# Can they change your workcenter against your will?



## strangexunusual (Feb 17, 2021)

If you were hired for a certain workcenter, are they allowed to change your workcenter without your permission? Like if you’re hired for HR, can they make you a GM team member even if you’re not okay with it?


----------



## allnew2 (Feb 17, 2021)

Yes . It’s business needs . My hr sometimes does flex fill, or market and even gm .


----------



## Ashfromoldsite (Feb 17, 2021)

Yep they have every right to put you anywhere.


----------



## qmosqueen (Feb 17, 2021)

This is how they get you to quit besides only giving you 6 hours per week.


----------



## Black Sheep 214 (Feb 17, 2021)

Yes, I’m sorry to say they can, and they will tell you that it’s for “business needs” which is Spot’s all-purpose justification for whatever they do. That phrase is similar to a Mom saying “because I said so”, and means about the same thing. You’re sunk...😕


----------



## StickyPudding (Apr 7, 2021)

But what if it interferes with your actual job?

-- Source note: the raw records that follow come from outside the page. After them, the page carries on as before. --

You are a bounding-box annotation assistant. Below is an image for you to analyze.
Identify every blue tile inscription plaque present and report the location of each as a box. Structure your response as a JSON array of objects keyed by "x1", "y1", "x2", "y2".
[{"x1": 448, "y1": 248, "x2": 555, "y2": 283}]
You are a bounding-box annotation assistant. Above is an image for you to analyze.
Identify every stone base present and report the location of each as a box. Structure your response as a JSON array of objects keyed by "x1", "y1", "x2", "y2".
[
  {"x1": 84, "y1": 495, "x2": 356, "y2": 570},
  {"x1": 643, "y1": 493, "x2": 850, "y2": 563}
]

I am consistently scheduled in other areas while i watch someone else push my freight. Not to mention zoning it - that never gets done. But it is still my department. I am still responsible for it. But how can i maintain it when for every 3 weeks i am in my department literally 5 days out of the 15-20 i am scheduled? This has been going on fir months


----------



## NKG (Apr 7, 2021)

Sorry it's listed on job description that you may do other duties as needed. Unless you can provide a doctor's note that you cant do these jobs ad we cannot find an accommodation then you are required to do as needed


----------